MELODY LAN is a member of THE NIBBLE editorial staff.
Last Updated July 2012
Best Hams To Buy: For The Holiday Or Any Day
Page 2: History Of Ham
This is Page 2 of a six-page review of the best hams to buy via mail order. Below, the history of ham. Click on the black links below to visit other pages.
History of Ham
According to fossils found in the forests and swamps in Europe and Asia, the pig dates back 40 million years. Pigs were domesticated in China by 4900 B.C.E. and were raised in Europe by 1500 B.C.E. It’s difficult to say who was the first to cure a piece of pork to produce ham, but some researchers like Mark Kurlansky, author of Salt: A World History, believe that it was likely to have been the ancient Egyptians. But according to Larousse Gastronomique, a culinary encyclopedia first published in 1938, during the Roman Empire, the finest hams in Europe were produced by the Gauls, who cured pork by burying it at seaside. The meat was immersed in brine, a salt solution, until it was unearthed in the spring. This method is extremely rare today, as most hams are now cured in factories or temperature-controlled rooms to ensure that the curing process is consistent and safe.*
*Today, the USDA must approve hams that are to be sold or shipped throughout the nation; it requires that fresh meat be rubbed with salt or sodium nitrate and nitrite to kill harmful bacteria. While the nitrates and nitrites preserve and enhance the meat’s flavors and shelf life, at high temperatures nitrite can be a potential cancer-causing agent.
Other historians believe that the Chinese cured hams centuries before the meat was even known in Western Europe. The techniques were said to have traveled to Europe along the Silk Road, transforming pork and giving birth to a variety of ham products and flavors worldwide.

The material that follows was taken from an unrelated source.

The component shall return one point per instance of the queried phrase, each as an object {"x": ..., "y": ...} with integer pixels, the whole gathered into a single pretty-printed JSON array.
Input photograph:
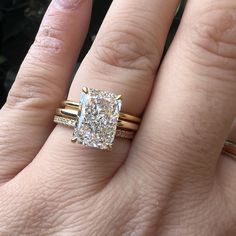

Hernando de Soto, a Spanish explorer, first introduced hogs to North America when he brought 13 pigs to Florida in 1539. Upon his death in 1542, his estate auctioned off about 700 descents of the original hogs. Since the settling of Jamestown in the early 1600s, America has been producing hams from pigs that were originally brought to the colonies of Virginia from England and Bermuda for food and sport. The climate of Virginia was ideal for raising pigs. In fact, they became so plentiful that settlers rounded them up and moved them to “Hogs Island” near the James River, where pigs became the main sustenance for Native Americans and newcomers. Native Americans had been curing venison long before the settlers arrived in Jamestown, and legend has it they taught the colonial settlers how to cure meat through salting, smoking and aging. The method was later adapted to preserve razorback pork.
We can’t be sure which group was the first to prepare salt-cured meat, or even when ham was first made. We do know, however, that through trial and error, people throughout history have perfected techniques to turn pork into succulent hams with full-bodied flavors that we enjoy today.